A small petroleum wholesaler and operator of self-service gas stations will become the new owner of a Long Beach oil company salvaged from the crumbling U.S. empire of Saudi Arabian businessman and arms dealer Adnan Khashoggi.

John D. Castellucci becomes the major stockholder and chairman of Edgington Oil Co. today. The company, which primarily makes asphalt, was purchased from Salt Lake City-based Triad America Corp., Khashoggi's private investment firm that filed for protection under U.S. bankruptcy laws in January, 1987. Edgington, however, remained profitable and was put up for sale.

Castellucci paid $52.5 million in cash for the 46-year-old company and also assumed $22 million in debt. Under the agreement, Edgington will sell its Signal Hill Product Distribution Center to Arco Terminal Services for $25.5 million.

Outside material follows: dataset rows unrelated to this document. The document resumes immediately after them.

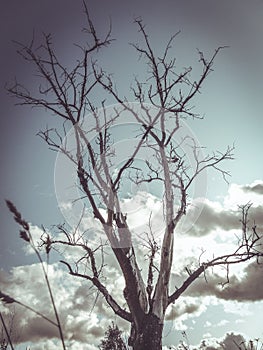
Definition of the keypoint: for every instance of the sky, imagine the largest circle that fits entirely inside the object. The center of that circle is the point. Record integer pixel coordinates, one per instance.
(231, 103)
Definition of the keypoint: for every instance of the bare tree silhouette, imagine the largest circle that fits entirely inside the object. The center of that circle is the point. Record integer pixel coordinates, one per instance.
(164, 99)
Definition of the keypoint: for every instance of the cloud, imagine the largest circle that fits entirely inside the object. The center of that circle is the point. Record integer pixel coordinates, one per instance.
(230, 341)
(256, 187)
(249, 287)
(83, 320)
(182, 308)
(213, 216)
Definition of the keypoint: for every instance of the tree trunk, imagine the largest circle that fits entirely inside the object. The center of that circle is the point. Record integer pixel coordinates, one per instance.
(149, 334)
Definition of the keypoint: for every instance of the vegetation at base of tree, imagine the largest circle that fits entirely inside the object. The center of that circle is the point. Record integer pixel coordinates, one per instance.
(113, 339)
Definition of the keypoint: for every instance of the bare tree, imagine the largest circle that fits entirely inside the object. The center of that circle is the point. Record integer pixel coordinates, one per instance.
(165, 99)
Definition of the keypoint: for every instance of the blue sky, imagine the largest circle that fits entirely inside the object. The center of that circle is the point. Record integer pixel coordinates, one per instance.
(231, 102)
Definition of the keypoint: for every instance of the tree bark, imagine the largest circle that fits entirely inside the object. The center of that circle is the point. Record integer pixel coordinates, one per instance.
(149, 334)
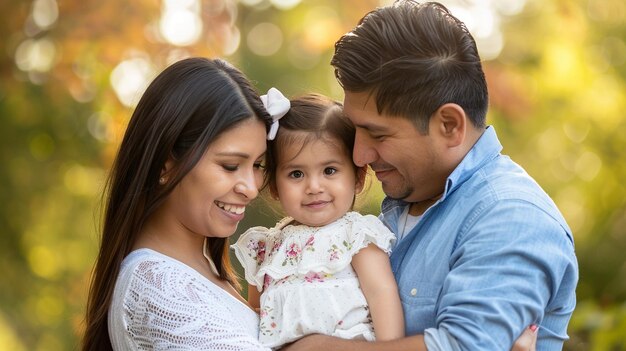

Edgington, which has annual sales of about $400 million, claims a leading 35% share of asphalt sales in Southern California. Its Arizona subsidiary, Sahuaro Petroleum & Asphalt Co., claims a 60% share in Arizona.

The recent closing of two other major asphalt makers in Southern California and strong demand from road builders for asphalt puts Edgington in a good position, industry experts say. The price of asphalt, as well as other petroleum-based products, has fallen in recent years, making it more attractive to construction companies and road builders.

"The demand has picked up again because the price has dropped," said James McDonald, an oil industry consultant based in San Marino. "That is the right business to be in right now."

Some in the industry say Castellucci might take advantage of the strong demand for asphalt and resell Edgington to a higher bidder. But Kenneth Roberts, Castellucci's lawyer, said there were no plans to resell the company. Castellucci was not available for comment.

Most of Edgington's top executives will remain with the company. Archie H. Humphrey, who has served as acting president, will become Edgington's president and chief executive. Humphrey worked for two years at a now defunct oil company, La Mesa Energy, owned by Castellucci.